Find the equation in standard form of the ellipse, given
Center (-2,4),vertices (-6,4) and(2,4) foci (-5,4) and (1,4)
Vertices:(3,5),(3,-5);minor axis of length 2
To find the equation of an ellipse in standard form, we need to know the coordinates of the center, the lengths of the major and minor axes, and the orientation of the ellipse.
In this case, the center of the ellipse is given as (-2,4). The x-coordinate of the center, -2, represents the horizontal shift from the origin, while the y-coordinate, 4, represents the vertical shift from the origin.
The vertices of the ellipse are given as (-6,4) and (2,4). These points lie on the major axis of the ellipse, which is a horizontal line passing through the center. From these vertices, we can determine the length of the major axis as the distance between them: 2 + 6 = 8.

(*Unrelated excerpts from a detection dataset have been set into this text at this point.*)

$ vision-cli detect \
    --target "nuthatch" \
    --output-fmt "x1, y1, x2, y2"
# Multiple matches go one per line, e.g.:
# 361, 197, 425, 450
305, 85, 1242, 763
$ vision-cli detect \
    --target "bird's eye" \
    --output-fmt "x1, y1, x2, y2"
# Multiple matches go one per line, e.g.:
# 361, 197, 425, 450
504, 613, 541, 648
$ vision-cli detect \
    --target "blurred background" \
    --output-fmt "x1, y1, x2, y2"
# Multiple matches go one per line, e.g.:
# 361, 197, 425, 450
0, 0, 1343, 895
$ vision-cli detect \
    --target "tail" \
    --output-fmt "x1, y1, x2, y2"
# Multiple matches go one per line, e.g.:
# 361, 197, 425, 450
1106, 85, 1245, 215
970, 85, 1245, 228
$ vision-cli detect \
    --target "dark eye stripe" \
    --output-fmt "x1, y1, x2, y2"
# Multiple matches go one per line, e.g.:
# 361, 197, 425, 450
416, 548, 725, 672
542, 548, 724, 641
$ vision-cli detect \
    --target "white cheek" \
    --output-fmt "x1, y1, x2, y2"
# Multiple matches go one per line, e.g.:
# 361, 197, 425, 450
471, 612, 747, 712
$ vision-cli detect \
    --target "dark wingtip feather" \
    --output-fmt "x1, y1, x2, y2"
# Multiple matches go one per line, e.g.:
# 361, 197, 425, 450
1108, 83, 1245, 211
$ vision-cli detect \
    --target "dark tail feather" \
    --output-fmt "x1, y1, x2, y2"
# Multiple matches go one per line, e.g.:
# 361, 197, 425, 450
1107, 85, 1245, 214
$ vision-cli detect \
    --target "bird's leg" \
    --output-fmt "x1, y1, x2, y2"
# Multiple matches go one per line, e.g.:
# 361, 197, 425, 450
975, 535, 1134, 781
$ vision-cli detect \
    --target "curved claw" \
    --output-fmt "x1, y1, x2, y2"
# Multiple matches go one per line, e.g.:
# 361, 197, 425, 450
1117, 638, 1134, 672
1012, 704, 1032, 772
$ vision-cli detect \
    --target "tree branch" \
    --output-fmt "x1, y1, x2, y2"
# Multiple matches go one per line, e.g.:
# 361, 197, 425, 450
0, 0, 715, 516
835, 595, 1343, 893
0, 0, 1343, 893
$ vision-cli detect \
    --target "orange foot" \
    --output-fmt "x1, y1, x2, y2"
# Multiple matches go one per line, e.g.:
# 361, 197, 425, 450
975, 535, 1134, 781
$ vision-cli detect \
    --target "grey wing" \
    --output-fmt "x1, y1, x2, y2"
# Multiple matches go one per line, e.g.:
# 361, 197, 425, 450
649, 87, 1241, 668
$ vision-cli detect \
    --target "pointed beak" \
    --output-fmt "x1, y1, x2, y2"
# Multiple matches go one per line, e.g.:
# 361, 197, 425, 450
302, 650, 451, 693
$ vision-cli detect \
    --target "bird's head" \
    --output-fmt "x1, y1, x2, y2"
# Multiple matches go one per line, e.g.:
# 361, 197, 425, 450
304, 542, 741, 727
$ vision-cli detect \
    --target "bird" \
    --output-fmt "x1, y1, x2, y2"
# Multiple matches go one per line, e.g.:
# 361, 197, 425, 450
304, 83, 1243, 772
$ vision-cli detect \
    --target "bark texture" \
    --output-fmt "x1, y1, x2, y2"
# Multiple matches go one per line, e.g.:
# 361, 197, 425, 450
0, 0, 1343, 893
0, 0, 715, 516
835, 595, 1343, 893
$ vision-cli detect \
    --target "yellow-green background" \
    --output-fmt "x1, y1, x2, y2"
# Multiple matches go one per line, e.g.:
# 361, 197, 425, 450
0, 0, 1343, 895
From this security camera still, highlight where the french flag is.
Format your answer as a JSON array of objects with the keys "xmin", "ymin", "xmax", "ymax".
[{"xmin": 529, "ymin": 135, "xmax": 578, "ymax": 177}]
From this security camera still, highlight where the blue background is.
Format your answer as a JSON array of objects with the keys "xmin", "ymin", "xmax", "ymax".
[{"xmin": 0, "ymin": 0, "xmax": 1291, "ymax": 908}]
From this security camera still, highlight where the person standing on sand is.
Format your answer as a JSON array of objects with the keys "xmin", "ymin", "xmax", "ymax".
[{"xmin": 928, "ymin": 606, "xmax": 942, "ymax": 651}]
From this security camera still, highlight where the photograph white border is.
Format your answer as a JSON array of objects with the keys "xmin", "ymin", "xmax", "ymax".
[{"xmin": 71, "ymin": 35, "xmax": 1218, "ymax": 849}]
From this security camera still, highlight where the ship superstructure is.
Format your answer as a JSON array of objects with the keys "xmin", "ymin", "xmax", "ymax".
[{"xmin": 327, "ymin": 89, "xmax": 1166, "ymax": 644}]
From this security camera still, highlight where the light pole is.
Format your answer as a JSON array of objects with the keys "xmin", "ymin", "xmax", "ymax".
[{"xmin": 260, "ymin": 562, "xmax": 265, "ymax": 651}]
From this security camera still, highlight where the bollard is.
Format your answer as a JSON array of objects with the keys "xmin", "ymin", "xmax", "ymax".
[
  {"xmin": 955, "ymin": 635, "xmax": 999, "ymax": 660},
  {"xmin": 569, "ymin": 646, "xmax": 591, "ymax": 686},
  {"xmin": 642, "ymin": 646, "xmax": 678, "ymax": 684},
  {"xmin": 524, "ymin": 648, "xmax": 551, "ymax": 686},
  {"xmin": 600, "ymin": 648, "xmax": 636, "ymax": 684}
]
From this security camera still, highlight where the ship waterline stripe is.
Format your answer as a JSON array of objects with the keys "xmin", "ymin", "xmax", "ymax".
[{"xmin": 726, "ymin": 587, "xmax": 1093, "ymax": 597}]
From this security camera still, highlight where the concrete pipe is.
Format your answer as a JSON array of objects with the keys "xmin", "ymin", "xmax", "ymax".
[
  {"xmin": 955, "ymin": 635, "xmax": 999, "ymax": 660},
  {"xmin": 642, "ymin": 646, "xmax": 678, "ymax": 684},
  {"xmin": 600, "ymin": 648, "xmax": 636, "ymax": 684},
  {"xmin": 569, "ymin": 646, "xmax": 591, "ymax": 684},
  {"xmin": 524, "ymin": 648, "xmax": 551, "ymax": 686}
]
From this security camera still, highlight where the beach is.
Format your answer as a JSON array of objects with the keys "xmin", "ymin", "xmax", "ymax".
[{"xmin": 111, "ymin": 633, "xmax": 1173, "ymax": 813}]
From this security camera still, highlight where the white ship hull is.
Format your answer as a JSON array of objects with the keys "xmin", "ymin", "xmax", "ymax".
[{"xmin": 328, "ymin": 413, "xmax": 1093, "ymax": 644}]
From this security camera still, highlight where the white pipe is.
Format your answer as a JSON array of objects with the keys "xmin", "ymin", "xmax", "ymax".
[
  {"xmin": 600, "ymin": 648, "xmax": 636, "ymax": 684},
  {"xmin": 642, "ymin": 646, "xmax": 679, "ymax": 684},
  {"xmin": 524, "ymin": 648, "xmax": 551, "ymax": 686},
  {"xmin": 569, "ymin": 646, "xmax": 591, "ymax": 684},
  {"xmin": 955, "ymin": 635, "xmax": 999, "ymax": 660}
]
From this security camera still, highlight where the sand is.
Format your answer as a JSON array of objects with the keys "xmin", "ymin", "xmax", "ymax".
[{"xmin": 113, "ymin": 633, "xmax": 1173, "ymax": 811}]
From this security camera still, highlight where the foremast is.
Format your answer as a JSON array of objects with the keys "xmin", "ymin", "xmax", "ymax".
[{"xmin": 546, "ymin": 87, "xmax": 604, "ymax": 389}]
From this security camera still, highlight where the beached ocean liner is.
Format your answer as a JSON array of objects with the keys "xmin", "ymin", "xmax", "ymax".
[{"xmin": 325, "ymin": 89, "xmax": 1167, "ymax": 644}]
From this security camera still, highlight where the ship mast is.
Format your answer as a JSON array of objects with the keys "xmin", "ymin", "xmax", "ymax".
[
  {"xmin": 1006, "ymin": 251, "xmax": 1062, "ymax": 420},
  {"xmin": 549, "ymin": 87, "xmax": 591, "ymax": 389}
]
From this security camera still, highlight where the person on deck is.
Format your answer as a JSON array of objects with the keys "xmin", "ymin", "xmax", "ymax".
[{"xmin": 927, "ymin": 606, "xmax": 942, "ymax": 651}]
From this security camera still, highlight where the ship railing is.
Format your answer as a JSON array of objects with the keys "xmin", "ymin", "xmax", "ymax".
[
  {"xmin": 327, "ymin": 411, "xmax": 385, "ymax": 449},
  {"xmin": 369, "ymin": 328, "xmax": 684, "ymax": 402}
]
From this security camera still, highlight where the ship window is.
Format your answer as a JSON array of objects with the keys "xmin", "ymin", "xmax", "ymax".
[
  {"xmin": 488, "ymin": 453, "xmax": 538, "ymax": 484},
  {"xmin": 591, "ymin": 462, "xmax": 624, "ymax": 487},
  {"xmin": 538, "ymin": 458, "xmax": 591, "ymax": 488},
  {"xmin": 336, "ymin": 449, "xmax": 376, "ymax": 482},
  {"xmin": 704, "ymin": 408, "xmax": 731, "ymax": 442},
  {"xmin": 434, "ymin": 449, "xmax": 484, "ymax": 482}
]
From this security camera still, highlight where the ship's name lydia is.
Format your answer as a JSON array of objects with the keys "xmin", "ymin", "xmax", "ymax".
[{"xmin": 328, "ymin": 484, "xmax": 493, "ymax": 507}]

The foci of the ellipse are given as (-5,4) and (1,4). These points lie on the same horizontal line as the vertices, and the distance from each focus to the center is called the eccentricity, denoted by the letter e. Since the foci have the same y-coordinate as the center, their x-coordinates give us the eccentricity: e = 5 - (-2) = 7.
Now, we can determine the length of the minor axis using the formula: 2b = 2a * √(1 - e^2), where a is the length of the major axis and e is the eccentricity. Plugging in the values, we have: 2b = 8 * √(1 - 7^2) = 8 * √(1 - 49) = 8 * √(-48).
However, we can see that the value inside the square root is negative, meaning that the ellipse is not defined in the real number system. This indicates that there is an error in the given data.
Please recheck the given coordinates to ensure they are valid.